The length of a tree's fibres varies dramatically according to its variety and source. In typical trees used at Södra mills, for example, the fibre length for spruce averages 1.5-5.0 mm, pine 1.0-4.5 mm, birch 0.3-1.7 mm and eucalyptus 0.3-1.5 mm. The wood that arrives at the mill gate and the subsequent pulp produced is inevitably subject to an element of natural variation - it is not 100 percent homogeneous. At all Södra mills, wood sorting is done in the wood yard and pulp production follows strict parameters for its three main pulp groups: Black, Blue and Green.At least 10 different species of eucalyptus pulps are currently available, so tissue producers should try to find a favourite eucalyptus pulp. Södra's focus is mainly on softwood. Much of Södra's research into the optimum tissue furnish begins with choosing the right wood for the specific job.
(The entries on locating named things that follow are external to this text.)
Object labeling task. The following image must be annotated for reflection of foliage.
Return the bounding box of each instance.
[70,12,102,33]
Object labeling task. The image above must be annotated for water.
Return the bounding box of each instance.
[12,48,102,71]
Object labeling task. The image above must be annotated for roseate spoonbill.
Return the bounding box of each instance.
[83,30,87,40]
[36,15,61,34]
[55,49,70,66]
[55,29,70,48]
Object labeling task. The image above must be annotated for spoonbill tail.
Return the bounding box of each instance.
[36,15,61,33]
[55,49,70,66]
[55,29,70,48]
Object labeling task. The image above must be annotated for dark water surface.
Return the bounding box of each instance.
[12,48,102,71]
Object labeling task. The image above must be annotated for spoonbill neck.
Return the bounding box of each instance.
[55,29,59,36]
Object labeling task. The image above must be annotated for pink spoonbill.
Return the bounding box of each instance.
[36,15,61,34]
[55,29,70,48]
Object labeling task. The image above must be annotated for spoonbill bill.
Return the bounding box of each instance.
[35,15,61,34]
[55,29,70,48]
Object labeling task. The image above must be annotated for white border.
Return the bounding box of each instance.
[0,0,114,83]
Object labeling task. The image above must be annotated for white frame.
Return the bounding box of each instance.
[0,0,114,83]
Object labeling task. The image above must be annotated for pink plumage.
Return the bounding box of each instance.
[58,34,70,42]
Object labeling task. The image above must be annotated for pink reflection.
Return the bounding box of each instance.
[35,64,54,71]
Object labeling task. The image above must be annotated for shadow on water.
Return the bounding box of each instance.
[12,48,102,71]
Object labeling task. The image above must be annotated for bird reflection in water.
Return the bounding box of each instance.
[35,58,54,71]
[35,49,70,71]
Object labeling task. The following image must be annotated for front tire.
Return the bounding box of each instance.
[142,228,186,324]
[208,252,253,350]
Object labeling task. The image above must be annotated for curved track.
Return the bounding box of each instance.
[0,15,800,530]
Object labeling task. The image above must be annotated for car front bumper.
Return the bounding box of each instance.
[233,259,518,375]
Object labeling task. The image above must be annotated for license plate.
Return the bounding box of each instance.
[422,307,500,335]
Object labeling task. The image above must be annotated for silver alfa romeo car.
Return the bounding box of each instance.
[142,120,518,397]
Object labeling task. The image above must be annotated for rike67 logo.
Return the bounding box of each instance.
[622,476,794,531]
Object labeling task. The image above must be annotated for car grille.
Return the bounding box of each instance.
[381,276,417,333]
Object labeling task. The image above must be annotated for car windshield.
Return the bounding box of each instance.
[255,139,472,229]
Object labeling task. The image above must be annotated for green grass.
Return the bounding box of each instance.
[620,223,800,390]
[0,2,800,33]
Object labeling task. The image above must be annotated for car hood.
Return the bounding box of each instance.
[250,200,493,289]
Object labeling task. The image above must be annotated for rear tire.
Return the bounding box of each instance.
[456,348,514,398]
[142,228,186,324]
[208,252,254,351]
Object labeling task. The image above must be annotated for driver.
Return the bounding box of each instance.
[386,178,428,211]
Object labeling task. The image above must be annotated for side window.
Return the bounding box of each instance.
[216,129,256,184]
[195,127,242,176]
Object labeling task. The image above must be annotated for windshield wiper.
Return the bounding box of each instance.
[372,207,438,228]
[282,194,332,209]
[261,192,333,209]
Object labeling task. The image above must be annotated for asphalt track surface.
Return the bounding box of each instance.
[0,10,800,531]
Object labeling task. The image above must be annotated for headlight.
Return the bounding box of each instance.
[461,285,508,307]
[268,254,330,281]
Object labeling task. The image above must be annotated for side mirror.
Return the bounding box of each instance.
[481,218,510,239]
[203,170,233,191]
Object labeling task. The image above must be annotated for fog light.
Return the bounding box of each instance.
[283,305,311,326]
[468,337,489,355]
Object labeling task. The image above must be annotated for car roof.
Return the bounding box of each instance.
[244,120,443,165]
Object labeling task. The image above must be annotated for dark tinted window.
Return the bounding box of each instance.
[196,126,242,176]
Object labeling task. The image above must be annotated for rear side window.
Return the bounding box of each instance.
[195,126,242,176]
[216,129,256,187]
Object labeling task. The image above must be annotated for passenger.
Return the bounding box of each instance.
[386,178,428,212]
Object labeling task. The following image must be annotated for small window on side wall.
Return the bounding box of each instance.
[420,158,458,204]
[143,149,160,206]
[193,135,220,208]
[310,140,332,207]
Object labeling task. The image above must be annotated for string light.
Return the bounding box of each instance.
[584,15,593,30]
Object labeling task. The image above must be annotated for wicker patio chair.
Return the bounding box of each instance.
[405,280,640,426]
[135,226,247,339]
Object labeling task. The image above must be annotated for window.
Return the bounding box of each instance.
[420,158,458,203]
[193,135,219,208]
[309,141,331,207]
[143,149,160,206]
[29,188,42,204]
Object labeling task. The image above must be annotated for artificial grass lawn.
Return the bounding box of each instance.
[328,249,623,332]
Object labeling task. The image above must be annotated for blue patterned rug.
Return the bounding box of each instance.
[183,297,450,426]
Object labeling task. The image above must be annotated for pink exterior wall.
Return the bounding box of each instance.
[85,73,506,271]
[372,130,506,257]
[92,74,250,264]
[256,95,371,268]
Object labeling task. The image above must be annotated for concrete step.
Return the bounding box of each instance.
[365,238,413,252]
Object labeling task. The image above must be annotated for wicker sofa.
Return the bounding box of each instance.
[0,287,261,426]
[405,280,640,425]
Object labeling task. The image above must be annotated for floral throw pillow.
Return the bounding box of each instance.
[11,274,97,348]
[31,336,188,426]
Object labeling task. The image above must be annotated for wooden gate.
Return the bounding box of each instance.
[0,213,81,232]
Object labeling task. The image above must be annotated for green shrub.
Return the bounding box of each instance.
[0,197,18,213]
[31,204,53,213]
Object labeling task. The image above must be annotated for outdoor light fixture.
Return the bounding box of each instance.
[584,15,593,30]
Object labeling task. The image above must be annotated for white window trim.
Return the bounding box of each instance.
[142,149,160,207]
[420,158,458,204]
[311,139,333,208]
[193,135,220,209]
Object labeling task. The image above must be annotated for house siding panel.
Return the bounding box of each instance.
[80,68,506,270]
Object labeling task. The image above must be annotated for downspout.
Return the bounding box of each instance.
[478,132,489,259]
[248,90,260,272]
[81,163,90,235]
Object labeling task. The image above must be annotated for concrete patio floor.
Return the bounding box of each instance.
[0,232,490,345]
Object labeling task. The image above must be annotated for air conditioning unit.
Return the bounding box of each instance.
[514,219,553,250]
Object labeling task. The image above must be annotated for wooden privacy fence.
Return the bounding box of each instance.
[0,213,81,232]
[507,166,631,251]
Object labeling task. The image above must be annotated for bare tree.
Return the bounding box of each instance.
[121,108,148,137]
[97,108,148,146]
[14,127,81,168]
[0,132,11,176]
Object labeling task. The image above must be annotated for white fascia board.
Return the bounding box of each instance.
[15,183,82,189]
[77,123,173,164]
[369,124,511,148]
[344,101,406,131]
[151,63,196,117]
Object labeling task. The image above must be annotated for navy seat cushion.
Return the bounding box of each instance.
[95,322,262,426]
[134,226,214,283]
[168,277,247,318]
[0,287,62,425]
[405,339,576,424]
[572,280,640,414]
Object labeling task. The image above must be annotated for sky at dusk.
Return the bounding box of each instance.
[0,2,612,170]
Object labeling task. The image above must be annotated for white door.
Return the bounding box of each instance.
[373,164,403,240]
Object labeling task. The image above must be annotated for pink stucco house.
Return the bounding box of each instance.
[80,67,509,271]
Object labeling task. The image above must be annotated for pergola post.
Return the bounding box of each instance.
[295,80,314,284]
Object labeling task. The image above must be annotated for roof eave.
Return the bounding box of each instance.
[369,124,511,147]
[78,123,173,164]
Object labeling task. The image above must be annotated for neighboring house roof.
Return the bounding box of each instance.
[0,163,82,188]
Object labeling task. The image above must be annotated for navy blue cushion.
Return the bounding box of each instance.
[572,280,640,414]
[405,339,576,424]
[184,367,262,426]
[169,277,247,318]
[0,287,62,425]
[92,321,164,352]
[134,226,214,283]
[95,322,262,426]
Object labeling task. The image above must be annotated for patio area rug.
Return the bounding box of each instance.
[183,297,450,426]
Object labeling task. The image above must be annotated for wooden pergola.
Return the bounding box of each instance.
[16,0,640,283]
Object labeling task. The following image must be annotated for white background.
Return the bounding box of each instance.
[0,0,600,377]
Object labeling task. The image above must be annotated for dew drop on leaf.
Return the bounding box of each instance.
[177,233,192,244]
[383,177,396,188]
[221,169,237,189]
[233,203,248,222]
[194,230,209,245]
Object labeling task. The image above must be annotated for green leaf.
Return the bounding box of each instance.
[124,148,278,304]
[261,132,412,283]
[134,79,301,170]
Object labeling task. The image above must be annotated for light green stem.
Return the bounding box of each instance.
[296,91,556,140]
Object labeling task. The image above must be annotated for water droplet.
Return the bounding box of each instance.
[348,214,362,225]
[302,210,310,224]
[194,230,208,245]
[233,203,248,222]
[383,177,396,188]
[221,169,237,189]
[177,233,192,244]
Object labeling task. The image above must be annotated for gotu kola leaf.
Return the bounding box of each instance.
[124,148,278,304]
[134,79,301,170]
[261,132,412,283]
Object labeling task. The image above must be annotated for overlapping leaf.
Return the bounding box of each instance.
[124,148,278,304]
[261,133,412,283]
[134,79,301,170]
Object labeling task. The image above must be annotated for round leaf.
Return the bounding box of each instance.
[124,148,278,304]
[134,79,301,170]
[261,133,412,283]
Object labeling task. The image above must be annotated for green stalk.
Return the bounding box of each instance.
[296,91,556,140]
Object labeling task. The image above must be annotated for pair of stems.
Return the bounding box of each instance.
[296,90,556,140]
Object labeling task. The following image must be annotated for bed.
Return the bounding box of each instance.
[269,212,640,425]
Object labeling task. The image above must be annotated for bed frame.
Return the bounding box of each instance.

Pulp belonging to the products called Södra Black, for example, is a strong softwood kraft, with relatively short, slender, strong fibres averaging around 2.1 mm, while Södra Blue has an average fibre length of 2.2-2.3 mm.


Once the right wood has been chosen, every stage of the production process has to be carefully controlled with the final product properties in mind. TCF bleached pulps have a higher fibre charge than ECF-bleached pulps, for example, because the ECF-bleaching removes a part of the charged groups in the hemicellulose, while TCF-bleaching actually introduces some charged groups. For unrefined fibres, the surface charge in general follows the fibre charge. When the pulps are refined, the surface charge increases. However, unique processes can also impart a high surface charge. One example of this is the product Södra Black R which uses a mixture of ECF and TCF bleaching. The last alkaline bleaching stage increases the charge of the pulp which is an important parameter when softwood pulp is used in kitchen towels requiring high wet strength. Higher-charge pulps react better with wet strength chemicals.

Refining has an adverse effect on softness so it is important to treat the fibres with care. Refining is unavoidable but all the parameters important to tissue producers are negatively affected by refining, including dewatering, bulk, absorption and bulk softness, so the key is minimum refining to achieve optimum strength, and this is a key issue for Södra's R&D department.

Södra already has some unique softwood pulps and will continue to develop these. To achieve maximum softness, use a high amount of eucalptus in combination with the right easily-beaten softwood for high dry strength and good runnability. Expect even better results when Södra's new softwood pulp enters the market later this year.